Whatever you might have known about Thai-Esan cuisines, the pictures started to blur when, maybe it’s my imagination, you crossed more provincial lines going north.
The further up you travel in Thailand’s Northeastern region, the more you will see that regional cuisine has changed from the usual so-called ‘Esan’ staples of ‘Som Tam’ (papaya salad) and Gai Yang (grilled chicken) to something from Vietnamese clans. Fresh spring rolls (Goi Cuon), rice crepes (Banh Cuon), Pho, and so on are more readily available at this region than the usual papaya pok pok we come to know and love.
And I am not complaining.
Esan, or the Northeast of Thailand, is a huge plateau. From Bangkok, going up to the Northeast for about three to four hours and you will enter Nakhon Ratchasima or Korat, the province that is considered to be the ‘Gateway to Esan.’ Here, you can pretty much still enjoy the usual things that come to mind when one talk about Esan cuisine, but of course with more local variations of everything. If you feel lidded to the variety of your favourite som tam in Bangkok, you can definitely go wild with all local things of your imaginations in the Northeast. I don’t know if this is a prejudice, but eating local foods at their true origins is much more satisfying for me.
But then, the norther you go, the division of the food seems more stark. It seems to me that Khon Kaen which is about another three hours north of Korat, is the last frontier of the usual Esan food. Because as soon as we left Khon Kaen which is by the way about 450 kilometres or about a 6-hour drive from Bangkok, we are entering the land of Vietnam dishes – available in all forms and meals – from breakfast to lunch to afternoon snacks and dinner.
According to my research on this topic, the migration of Vietnamese cuisine in to the Kingdom began in the era of King Rama III (1788 – 1851) when the suppression of Ro-man Catholic occurred in Vietnam. The influx of Vietnamese people started in Bangkok where among their primary settlements is in Sam Sen area in Bangkok. Also, the migrations were crossing the Mekong River into Thailand’s northeastern parts. Border provinces of Udon Thani, Nong Khai, Sakhon Nakhon, Nakhon Phanom, Bueng Kan, Mukdahan, or even Ubon Ratchathani to the south are all brimmed with Vietnamese settlements, resulting not only in many establishment of Roman Catholic churches and settlements, but also in their delicacy abundance and obvious. It is a proof that the influence of food and cuisine has its unique way to sneak into our heart and stomach and then stay long term.

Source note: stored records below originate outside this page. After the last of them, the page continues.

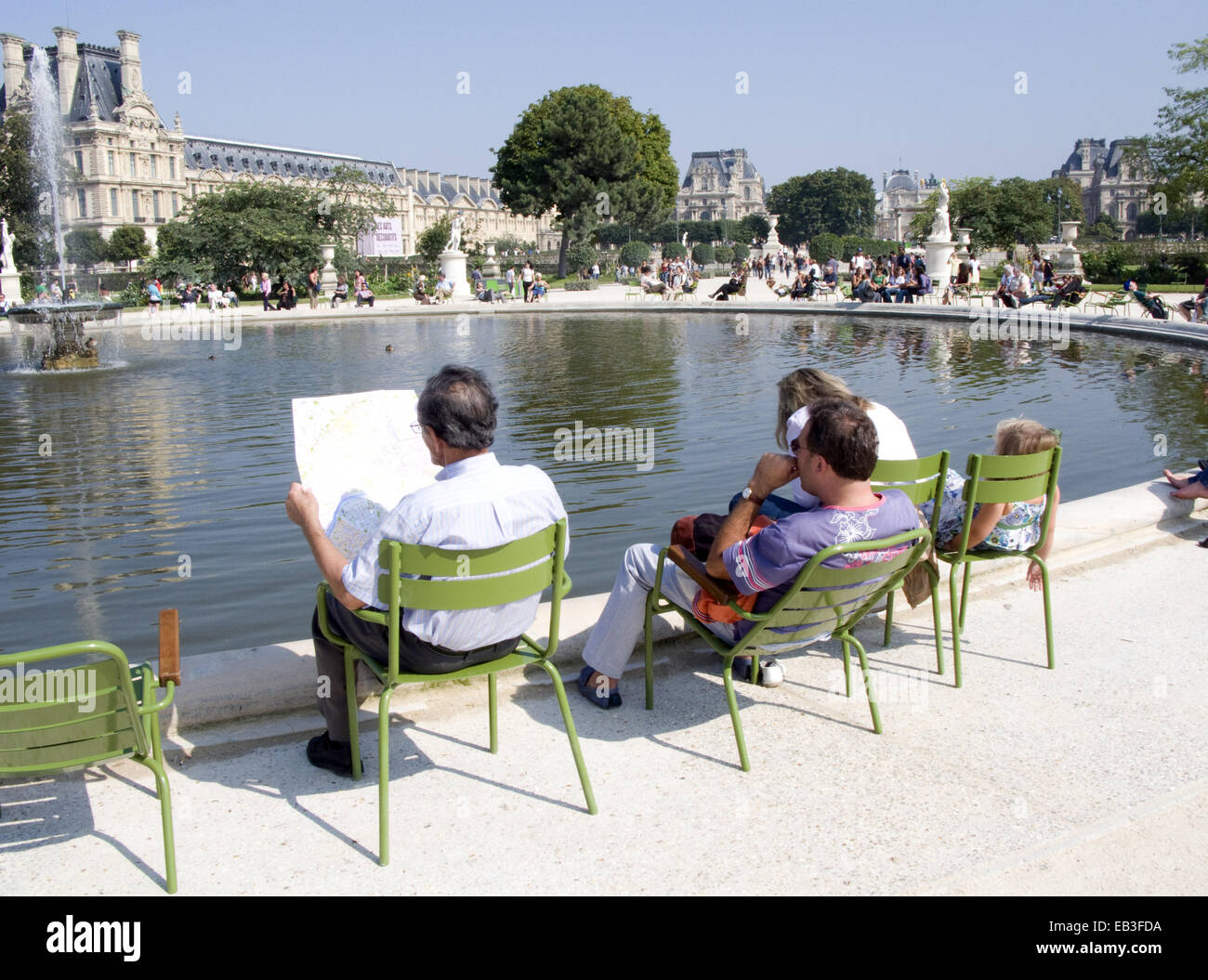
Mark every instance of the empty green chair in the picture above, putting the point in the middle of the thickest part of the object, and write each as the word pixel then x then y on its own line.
pixel 821 601
pixel 1003 479
pixel 87 713
pixel 514 571
pixel 921 480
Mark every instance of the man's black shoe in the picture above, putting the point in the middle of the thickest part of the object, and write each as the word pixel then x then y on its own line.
pixel 325 753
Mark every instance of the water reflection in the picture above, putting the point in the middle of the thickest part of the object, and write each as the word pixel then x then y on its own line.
pixel 164 477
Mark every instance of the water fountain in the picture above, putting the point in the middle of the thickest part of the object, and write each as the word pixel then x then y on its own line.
pixel 67 347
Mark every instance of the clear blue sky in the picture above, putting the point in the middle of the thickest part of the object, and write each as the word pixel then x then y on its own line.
pixel 930 85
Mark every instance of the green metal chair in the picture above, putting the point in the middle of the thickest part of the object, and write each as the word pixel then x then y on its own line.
pixel 821 601
pixel 56 733
pixel 921 480
pixel 419 577
pixel 1003 479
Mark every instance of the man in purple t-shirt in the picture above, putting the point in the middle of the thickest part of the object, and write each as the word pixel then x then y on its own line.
pixel 834 459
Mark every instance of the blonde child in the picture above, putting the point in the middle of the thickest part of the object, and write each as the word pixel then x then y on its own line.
pixel 1001 527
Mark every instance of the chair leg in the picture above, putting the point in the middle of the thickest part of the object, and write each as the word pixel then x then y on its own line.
pixel 1049 613
pixel 354 732
pixel 584 781
pixel 650 654
pixel 728 676
pixel 965 594
pixel 383 777
pixel 493 709
pixel 868 682
pixel 169 845
pixel 953 611
pixel 939 626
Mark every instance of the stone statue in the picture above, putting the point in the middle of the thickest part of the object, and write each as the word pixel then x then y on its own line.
pixel 7 265
pixel 454 242
pixel 941 230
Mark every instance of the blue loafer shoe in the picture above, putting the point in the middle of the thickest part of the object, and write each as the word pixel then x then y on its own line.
pixel 592 692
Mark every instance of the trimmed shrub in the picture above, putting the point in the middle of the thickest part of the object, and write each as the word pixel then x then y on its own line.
pixel 635 254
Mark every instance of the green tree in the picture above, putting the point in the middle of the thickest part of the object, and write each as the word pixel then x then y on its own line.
pixel 250 227
pixel 755 227
pixel 348 203
pixel 85 246
pixel 586 154
pixel 1178 153
pixel 581 256
pixel 838 201
pixel 20 192
pixel 128 244
pixel 633 254
pixel 431 241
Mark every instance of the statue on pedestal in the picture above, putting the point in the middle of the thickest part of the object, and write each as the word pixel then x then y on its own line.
pixel 941 230
pixel 454 242
pixel 7 265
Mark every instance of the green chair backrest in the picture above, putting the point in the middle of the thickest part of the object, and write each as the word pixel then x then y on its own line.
pixel 1011 479
pixel 918 479
pixel 824 600
pixel 80 713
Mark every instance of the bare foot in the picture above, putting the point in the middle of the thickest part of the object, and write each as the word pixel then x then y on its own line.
pixel 1190 491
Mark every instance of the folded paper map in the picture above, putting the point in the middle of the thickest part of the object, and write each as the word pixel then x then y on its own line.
pixel 359 456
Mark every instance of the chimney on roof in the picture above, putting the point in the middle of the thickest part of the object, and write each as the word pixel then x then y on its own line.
pixel 13 64
pixel 132 63
pixel 69 67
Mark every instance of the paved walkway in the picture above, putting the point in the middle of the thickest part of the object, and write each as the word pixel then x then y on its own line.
pixel 1087 779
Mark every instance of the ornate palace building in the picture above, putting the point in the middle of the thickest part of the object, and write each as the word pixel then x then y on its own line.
pixel 720 184
pixel 132 168
pixel 1110 182
pixel 901 197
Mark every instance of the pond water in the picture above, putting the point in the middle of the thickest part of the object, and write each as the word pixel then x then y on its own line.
pixel 116 482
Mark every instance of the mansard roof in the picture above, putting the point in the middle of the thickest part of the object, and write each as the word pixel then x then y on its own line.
pixel 729 164
pixel 237 157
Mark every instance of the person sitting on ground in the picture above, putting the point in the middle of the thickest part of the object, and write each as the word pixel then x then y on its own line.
pixel 286 295
pixel 999 527
pixel 1194 309
pixel 861 289
pixel 1188 488
pixel 475 503
pixel 1071 291
pixel 651 283
pixel 1152 303
pixel 728 289
pixel 781 291
pixel 833 459
pixel 339 294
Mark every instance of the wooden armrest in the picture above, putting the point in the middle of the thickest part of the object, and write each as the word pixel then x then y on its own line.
pixel 717 589
pixel 169 647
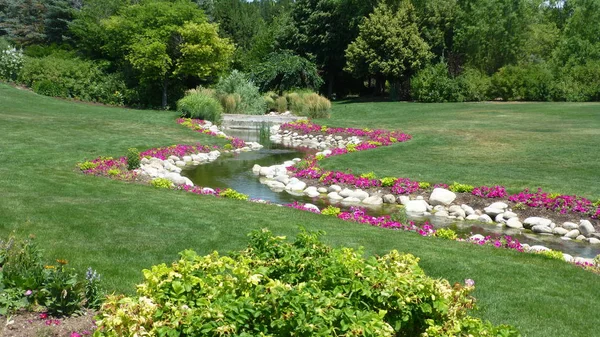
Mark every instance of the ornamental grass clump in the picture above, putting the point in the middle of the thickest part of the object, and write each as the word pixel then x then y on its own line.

Breakfast in Udon Thani is a wholesome and hearty affair. Vegetarian or vegan visitors might find it difficult to have a proper meal here, because meats such as pork are prominent in all things. Vietnamese style toasts (Banh Mi style) served with Chinese sausage (Goon Chiang), steamed pork sausage (Moo Yor) and butter. Usually, one would also or-der a plate of pan-fried eggs (Kai Gata) which is basically fried eggs topped with minced pork, steamed pork sausage and, again, Chinese sausage of ‘Goon Chiang.’ What I like most about this is that most breakfast shops here serve their fare with hot tea, Chinese style, in a good pot and small cup. I find tea is much more soothing and cleansing than coffee in this style of fatty meal.
Lunch and dinner and all things in between vary greatly. And they can be a bit of a sharing affair. Freshly made rice crepe or Pak Mor or Banh Cuon is a local favourite. You can find it everywhere in this part of Thailand. Usually stuffed with minced pork and chives, a plate of Pak Mor is served ladled with toasted shallot and perhaps a chunky provision of steamed pork sausage or Moo Yor. The sauce is a light sweet vinaigrette with chopped chillies, grated radish and carrot. A basket full of fresh vegetables and herbs are also mandatory.
Khao Piak (or literally ‘wet rice’) is Vietnamese style noodle. The rice noodles exude the starch residual, thickening the soup into something of a velvety mouthful texture. This is a bowl of local comfort, if you will, and there are a few shops in town that decide to specialise in this particular menu instead of going all out with a full-blown a la carte. Which is always a great thing.
Udon Thani is a trading hub of the northern Esan. Local clans are more Chinese than Esan, as you might be able to tell. Shophouses are local houses, Chinese New Year is a mega affair here. A change of sceneries when it comes to the usual image of Thai Esan. A great place to visit and eat.